When Professor Robert Kelly’s kids interrupted his BBC interview last week, it’s safe to say they weren’t welcomed on screen.
The video went viral on YouTube, was shared 84 million times on the BBC Facebook page, and was also trending on Twitter under the hashtag #BBCDAD.
The professor who tried to shoo his children away during a BBC interview gone hilariously awry thought the same thing as everyone else once he watched the video.
Kelly told The Wall Street Journal that he initially declined after the BBC asked if they could post a clip of the interview (and after he wrote to apologize). “But they didn’t.
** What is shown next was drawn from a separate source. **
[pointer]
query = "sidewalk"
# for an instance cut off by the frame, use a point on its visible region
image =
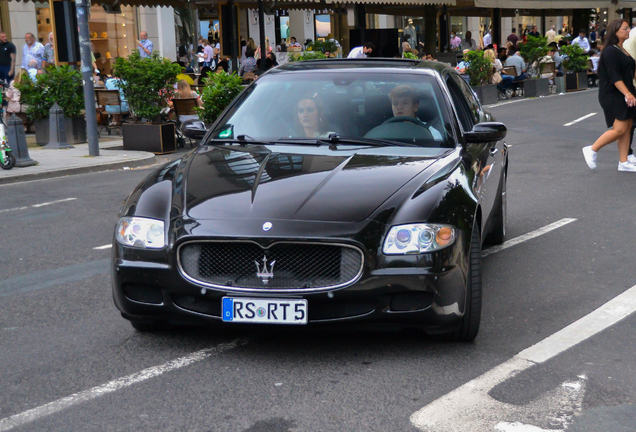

And then I saw the door was open”.
It turns out their daughter Marion had been to a birthday party and was in a playful mood.
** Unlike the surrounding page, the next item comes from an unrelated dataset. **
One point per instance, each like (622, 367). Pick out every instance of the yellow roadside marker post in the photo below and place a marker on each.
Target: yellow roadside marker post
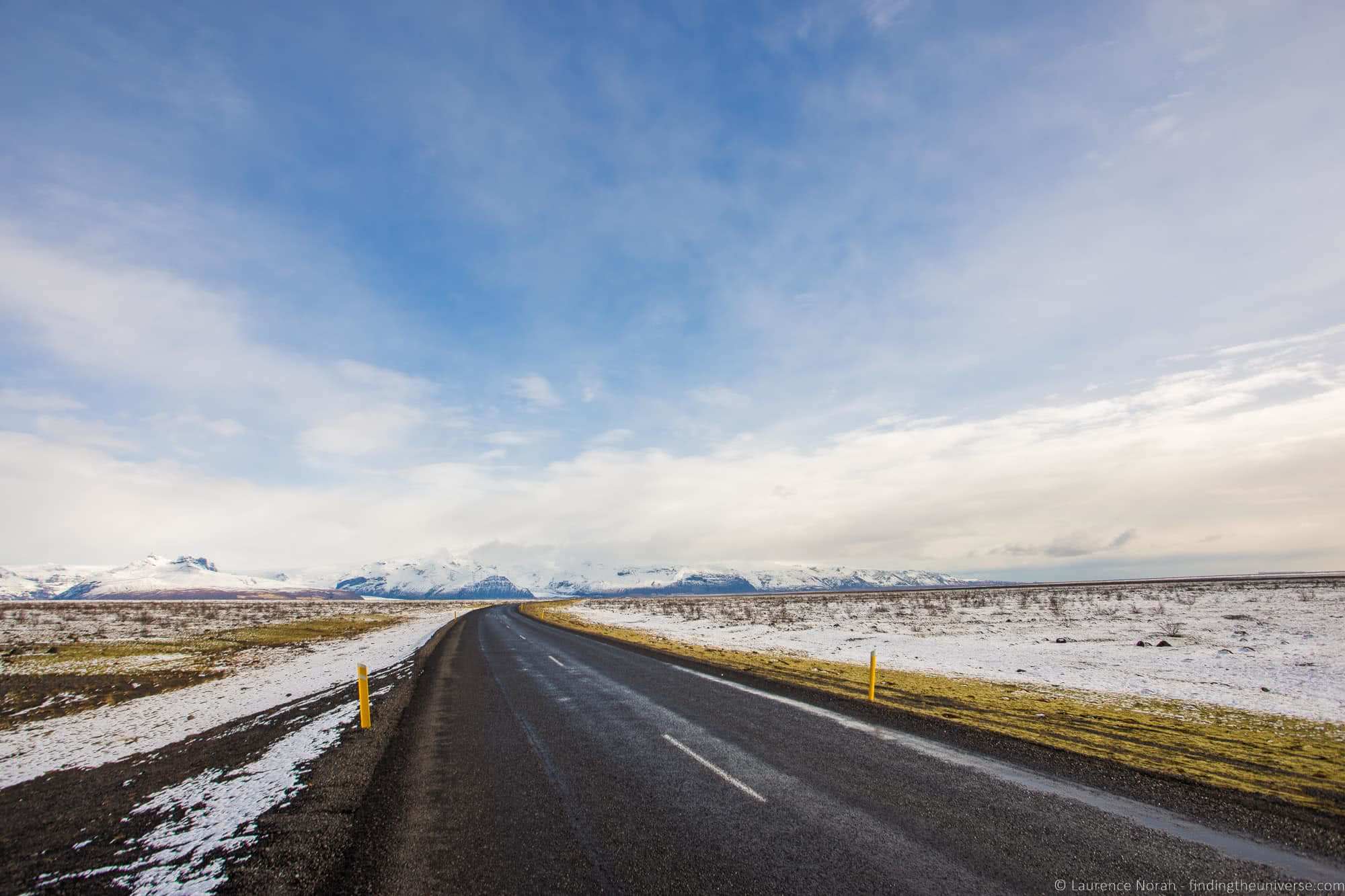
(364, 696)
Kelly and wife Kim Jung-A speak out about that adorably hilarious interview fiasco which he now admits was “terribly cute”.
“We said to each other, “Wow, what just happened?”
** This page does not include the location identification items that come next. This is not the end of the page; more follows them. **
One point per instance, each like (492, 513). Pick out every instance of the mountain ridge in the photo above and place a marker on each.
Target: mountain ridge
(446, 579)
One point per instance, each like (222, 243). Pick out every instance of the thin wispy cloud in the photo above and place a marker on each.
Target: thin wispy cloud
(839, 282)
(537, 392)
Talking exclusively to the Wall Street Journal, Kelly said the impromptu cameo filled him with “a mixture of surprise, embarrassment and amusement and love and affection”.
The American academic said his minor mistake of not locking the door to his office made their family instantly famous. Then little James toddled in, and, “I knew it was over”.
“Our first response was mortification that we had just sort of completely blown our relationship with you”.
“It was some chaos for me”.
Once again, we can’t help but find ourselves laughing at Marion, the first of the children to make an appearance in the original interview.
“Yeah, we were pretty uncomfortable about it”, Professor Kelly agreed. I hope they stop arguing.
Jung-a also clarified that she is the mother – not the nanny – of the children, answering the argument in the social media, asking her role in the family. “I’m so fascinated by the fact that so many people assumed that woman was the nanny and not the mom”, read one tweet, while Romper.com wrote: “Are we really still, in 2017, openly stereotyping?”